The impetus for change and the desire to seize power is inherent to revolutionary movements, whether they be communist, Nazi, Islamist, trans or animal rights. Once human beings become subordinate to abstract notions of equality and the future, people become expendable. ‘The future is the only transcendental value for men without God’, said Camus. Thus revolutionaries must forever meddle with the present, because tomorrow never comes.
The BBC should stick to what it does best
The BBC’s mission, said Lord Reith, is to ‘inform, educate, entertain and teach middle England how to cook’. Or, at least, this seems to be the belief of those across the country who have been outraged by reports this week that the BBC is to remove recipes from its website. ‘Why cuts to the BBC’s recipe website could be the final straw’, was one hysterical reaction in the Guardian.

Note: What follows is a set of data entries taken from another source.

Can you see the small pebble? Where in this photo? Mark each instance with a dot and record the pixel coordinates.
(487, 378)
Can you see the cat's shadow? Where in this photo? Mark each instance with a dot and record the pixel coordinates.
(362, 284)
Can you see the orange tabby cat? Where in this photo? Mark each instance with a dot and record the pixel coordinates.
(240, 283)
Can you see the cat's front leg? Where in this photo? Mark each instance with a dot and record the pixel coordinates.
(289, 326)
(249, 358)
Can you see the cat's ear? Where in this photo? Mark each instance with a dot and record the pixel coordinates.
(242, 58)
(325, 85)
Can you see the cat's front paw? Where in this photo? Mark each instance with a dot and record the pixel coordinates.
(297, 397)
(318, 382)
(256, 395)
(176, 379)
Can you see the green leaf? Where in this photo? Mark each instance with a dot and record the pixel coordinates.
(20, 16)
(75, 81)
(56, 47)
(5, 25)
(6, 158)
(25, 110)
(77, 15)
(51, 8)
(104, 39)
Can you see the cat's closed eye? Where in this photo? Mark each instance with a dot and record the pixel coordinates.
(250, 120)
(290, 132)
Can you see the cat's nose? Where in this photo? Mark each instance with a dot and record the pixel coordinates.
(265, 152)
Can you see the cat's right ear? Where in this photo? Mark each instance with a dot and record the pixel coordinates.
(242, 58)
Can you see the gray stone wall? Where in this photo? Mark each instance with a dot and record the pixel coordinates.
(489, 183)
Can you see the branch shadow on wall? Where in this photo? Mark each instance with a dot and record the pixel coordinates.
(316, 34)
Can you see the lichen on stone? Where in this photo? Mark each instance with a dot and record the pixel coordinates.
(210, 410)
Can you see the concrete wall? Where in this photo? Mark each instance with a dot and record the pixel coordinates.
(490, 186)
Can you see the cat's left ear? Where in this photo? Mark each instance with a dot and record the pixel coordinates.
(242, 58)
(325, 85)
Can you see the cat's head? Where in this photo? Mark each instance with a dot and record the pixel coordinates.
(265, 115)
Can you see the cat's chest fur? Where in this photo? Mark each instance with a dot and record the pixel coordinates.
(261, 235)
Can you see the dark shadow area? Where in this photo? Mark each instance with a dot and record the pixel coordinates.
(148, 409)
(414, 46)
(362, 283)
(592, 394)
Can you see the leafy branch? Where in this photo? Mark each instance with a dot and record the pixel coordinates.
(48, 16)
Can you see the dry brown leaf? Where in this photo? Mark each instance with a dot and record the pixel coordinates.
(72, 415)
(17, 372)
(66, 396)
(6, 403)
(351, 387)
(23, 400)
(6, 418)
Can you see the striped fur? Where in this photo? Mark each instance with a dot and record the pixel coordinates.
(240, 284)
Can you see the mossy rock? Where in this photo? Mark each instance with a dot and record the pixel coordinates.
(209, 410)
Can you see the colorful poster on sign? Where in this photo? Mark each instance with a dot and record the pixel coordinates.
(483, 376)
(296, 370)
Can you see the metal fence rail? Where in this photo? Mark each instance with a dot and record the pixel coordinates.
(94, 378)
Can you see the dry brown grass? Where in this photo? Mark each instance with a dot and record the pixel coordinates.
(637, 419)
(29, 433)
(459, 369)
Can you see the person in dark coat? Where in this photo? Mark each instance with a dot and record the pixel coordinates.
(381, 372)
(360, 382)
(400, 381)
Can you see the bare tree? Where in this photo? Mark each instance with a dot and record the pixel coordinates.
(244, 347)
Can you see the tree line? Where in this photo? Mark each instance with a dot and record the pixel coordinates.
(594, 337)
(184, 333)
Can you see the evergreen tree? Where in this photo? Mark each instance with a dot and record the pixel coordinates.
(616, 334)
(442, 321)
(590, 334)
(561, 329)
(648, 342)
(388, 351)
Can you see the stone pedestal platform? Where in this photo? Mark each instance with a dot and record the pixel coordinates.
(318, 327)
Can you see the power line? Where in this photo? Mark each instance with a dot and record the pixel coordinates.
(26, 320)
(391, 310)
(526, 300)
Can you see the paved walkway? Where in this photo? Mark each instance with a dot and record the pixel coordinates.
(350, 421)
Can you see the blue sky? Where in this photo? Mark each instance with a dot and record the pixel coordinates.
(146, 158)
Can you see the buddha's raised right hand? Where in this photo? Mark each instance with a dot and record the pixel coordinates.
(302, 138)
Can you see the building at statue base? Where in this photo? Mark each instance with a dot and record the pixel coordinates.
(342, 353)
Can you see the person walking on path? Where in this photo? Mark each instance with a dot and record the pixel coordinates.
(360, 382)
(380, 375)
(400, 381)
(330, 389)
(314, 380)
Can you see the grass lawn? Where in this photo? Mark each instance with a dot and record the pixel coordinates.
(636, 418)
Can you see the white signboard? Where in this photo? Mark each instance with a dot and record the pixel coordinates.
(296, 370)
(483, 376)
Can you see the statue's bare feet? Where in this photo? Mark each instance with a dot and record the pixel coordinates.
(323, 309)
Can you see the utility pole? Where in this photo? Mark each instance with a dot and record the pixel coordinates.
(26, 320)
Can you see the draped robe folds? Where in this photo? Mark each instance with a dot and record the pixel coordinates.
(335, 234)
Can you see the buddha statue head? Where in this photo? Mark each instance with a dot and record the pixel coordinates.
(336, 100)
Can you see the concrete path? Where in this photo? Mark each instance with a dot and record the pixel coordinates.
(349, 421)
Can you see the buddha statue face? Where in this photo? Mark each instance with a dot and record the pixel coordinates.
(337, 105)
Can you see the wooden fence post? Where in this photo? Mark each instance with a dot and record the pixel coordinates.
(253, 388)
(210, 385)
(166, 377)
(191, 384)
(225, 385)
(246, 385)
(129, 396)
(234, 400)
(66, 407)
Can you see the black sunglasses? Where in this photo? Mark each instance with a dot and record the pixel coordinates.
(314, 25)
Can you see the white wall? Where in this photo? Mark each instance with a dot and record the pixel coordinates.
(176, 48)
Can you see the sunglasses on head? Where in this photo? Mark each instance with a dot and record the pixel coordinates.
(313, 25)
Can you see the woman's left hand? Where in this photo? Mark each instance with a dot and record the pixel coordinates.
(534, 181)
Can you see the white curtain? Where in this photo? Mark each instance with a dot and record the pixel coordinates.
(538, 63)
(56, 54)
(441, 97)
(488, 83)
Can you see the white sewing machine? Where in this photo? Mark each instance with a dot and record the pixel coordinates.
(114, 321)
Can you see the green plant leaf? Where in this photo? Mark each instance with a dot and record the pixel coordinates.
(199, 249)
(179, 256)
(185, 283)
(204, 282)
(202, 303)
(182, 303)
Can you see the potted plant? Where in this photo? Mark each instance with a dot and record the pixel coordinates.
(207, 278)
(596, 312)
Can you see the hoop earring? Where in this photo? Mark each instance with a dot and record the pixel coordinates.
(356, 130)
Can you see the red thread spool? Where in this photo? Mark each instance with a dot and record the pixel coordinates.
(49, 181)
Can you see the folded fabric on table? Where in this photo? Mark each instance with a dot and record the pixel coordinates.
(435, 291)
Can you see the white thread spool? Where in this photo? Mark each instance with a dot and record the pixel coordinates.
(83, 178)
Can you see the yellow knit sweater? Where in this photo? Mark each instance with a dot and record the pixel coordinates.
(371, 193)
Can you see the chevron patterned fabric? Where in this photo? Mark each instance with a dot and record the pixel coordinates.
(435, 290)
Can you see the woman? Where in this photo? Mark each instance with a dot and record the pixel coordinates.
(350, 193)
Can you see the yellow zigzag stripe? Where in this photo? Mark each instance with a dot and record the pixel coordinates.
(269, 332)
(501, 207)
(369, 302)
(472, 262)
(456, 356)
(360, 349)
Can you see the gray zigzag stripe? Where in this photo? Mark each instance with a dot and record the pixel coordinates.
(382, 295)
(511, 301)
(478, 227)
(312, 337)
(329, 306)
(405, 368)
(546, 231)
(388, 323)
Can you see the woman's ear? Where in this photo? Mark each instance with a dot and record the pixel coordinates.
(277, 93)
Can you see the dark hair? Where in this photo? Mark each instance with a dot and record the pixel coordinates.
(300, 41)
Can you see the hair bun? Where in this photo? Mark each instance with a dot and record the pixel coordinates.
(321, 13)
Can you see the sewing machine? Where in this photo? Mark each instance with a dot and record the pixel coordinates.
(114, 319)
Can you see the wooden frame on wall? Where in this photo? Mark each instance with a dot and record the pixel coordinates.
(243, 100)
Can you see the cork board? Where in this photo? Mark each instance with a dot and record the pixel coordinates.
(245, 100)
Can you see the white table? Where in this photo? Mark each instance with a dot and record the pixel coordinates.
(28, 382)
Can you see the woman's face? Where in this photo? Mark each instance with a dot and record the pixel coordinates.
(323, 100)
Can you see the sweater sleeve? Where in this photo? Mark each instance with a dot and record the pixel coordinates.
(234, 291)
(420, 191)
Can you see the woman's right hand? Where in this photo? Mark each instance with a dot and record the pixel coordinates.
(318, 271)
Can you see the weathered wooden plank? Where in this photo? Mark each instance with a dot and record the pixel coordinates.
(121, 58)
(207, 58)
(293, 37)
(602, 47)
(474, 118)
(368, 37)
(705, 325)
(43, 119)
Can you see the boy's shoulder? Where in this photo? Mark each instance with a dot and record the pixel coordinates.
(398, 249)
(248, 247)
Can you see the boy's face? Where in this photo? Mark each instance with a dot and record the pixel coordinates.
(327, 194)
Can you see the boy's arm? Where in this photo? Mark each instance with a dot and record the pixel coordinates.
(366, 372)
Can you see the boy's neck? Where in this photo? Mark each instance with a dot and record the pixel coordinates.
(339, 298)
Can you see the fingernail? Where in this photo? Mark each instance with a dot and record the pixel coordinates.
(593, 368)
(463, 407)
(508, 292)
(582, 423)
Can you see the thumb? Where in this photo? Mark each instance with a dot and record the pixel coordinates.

Imagine if the BBC ran its own national newspaper, funded by the taxpayer. I’m sure the Guardian would take a different attitude to such an extension of its powers, regarding it as monstrous effrontery. Likewise, people and businesses who devise recipes for a living should rightly feel aggrieved by the BBC’s culinary expansionism.
So why the hullabaloo? It’s because the BBC, like the NHS, is ludicrously held up as ‘the envy of the world’. In fact, BBC-worship is more ludicrous and, now, anachronistic, what with the digital revolution having transformed the way television is produced and consumed.
I have no time for ideologues, left or right. Libertarian puritans and neoconservatives who want the BBC to be sold or abolished wantonly ignore what’s good about it: its impartiality (on television, at least), its television comedies, its drama, its news, its unrivalled documentaries.
The best way to protect the public sector is to make it leaner, accountable and fit for purpose. There are many non-partisan people, such as myself, who would defend BBC if it stuck to what it does best.
Why lefties ♥ the EU
Why are there so few people on the left voicing their support for Britain leaving the European Union? It’s a question I often hear from my intelligent left-wing friends.
I blame it on the identity politics that have helped to create our culture of narcissism. In the 1970s, when the British left, for all its faults, had sincerity and conviction, it was common to denounce the then European Economic Community (EEC) as a club for capitalists. Tony Benn was a rare prophet on this matter. Then, as now, the EEC was seen as serving the interest of big business, not the little man. Hence Tories with ties to the City have always supported the EU in its various guises.
Yet now, to profess oneself as left wing goes in tandem with declaring how caring and compassionate one is – the political has become the personal. Hence today’s profusion of liberal-left virtue signalling, declarations of ‘I ♥ the NHS’ on social media and Labour and Green placards everywhere outside homes in North London come General Election time. To speak out against the EU might be misconceived as being xenophobic or racist. To out oneself as a Brexiteer is to risk losing face in polite society.